II. LES PRINCIPALES OBSERVATIONS DU RAPPORTEUR SPÉCIAL

A. LA HAUSSE DES CRÉDITS DE L'AIDE MÉDICALE D'ÉTAT EST CONSTANTE, MALGRÉ UNE ANNULATION DE CRÉDITS EN COURS D'EXERCICE

Entamée au sortir de la crise sanitaire, la hausse de l'exécution des crédits de l'Aide médicale d'État (AME) se poursuit à un rythme accéléré entre 2022 et 2023. L'exécution des crédits s'élève à 1 145 millions d'euros en 2023, soit 13 % de plus qu'en 2022, dont 1 075 millions d'euros pour l'AME de droit commun et 70 millions d'euros pour l'AME pour soins urgents. Les dépenses liées à l'AME n'avaient pourtant progressé que de 2 % entre 2021 et 2022.

Ces dépenses sont toutefois restées inférieures de plus de 5 % au montant des crédits programmés, comme mentionné plus haut.

Évolution des montants versés au titre de l'aide médicale d'État depuis 2012

(en millions d'euros et en crédits de paiement)

Source : commission des finances du Sénat d'après les documents budgétaires

Ces montants ne recouvrent pas l'ensemble des dépenses liées à l'AME. En effet, les dépenses enregistrées par la Caisse nationale d'assurance maladie (Cnam) au titre de l'AME de droit commun s'élèvent à 1 096 millions d'euros. De même, l'État ne prend en charge qu'une partie de l'AME pour soins urgents, à hauteur d'une dotation de 70 millions d'euros ; le reste du coût de l'AME pour soins urgents (37 millions d'euros) est pris en charge par l'Assurance maladie. Le coût total de l'AME est donc plus proche des 1 133 millions d'euros.

La hausse des dépenses de l'AME est notamment liée à la progression du nombre de bénéficiaires en 2023. Ils étaient en effet 446 532 bénéficiaires au 30 septembre 2023, soit une hausse de 11 % par rapport à 2022. Malgré une réforme limitée menée en 2020, le nombre de bénéficiaires de l'AME poursuit donc sa hausse.

Les effets de rattrapage liés à la sortie de la crise sanitaire sont insuffisants pour expliquer à eux-seuls la hausse des dépenses liées à l'AME, qui ont largement dépassé en 2023 les niveaux atteints avant la crise sanitaire. Or, selon la Cour des comptes8(*), « les facteurs expliquant les évolutions de soins dispensés au titre de l'AME restent insuffisamment documentés dans le projet annuel de performances ». Il est dommageable que cette situation soit insuffisamment documentée, surtout alors qu'une réforme de l'AME avait été annoncée par voie réglementaire par le précédent Gouvernement, conformément aux préconisations du rapport Evin-Stefanini9(*).

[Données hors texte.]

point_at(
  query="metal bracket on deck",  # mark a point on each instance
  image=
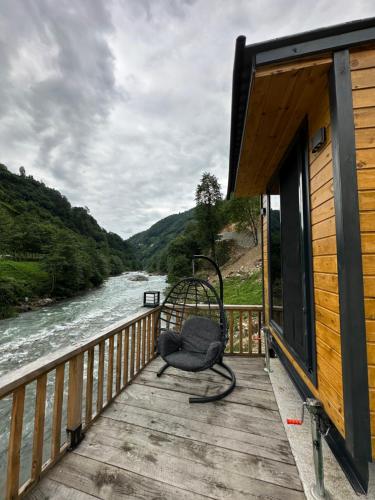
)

Les réformes menées et envisagées de l'aide médicale d'État

À l'initiative du Gouvernement, une réforme limitée de l'aide médicale de l'État a été adoptée à l'occasion de l'examen du projet de loi de finances pour 2020, avec pour objectif notamment de maîtriser les dépenses du dispositif. Trois dispositions ont été prises essentiellement : le renforcement des conditions pour bénéficier de l'aide (avec une ouverture du droit à l'AME effective après un délai de trois mois en situation irrégulière), le conditionnement de la prise en charge de certaines prestations à un délai d'ancienneté de bénéfice de cette aide de 9 mois maximum et la limitation des possibilités de dépôt de demande d'AME à une comparution physique en caisse primaire d'assurance-maladie.

Une nouvelle réforme de l'aide médicale d'État avait été annoncée par le Gouvernement en 2023, à l'occasion du vote par le Sénat de la transformation de l'AME en Aide médicale d'urgence le 14 novembre 2023 au cours de l'examen du projet de loi immigration10(*). Cette réforme devrait être réglementaire.

Le rapport Evin-Stefanini, publié le 4 décembre 2023, estime que l'Aide médicale d'État est un dispositif « utile, maîtrisé pour l'essentiel mais exposé à l'augmentation récente du nombre de ses bénéficiaires ». Il recommande toutefois notamment de renforcer le suivi des pathologies qui engagent la collectivité dans des soins chroniques et lourds et de compléter les mesures prises en matière de contrôle.

Source : commission des finances du Sénat, d'après les documents budgétaires


* 8 Note d'exécution budgétaire, mission « Santé » du budget général de l'État, avril 2024.

* 9 Rapport sur l'Aide médicale d'État, 4 décembre 2023, Claude Evin et Patrick Stefanini.

* 10 Loi n° 2024-42 du 26 janvier 2024 pour contrôler l'immigration, améliorer l'intégration.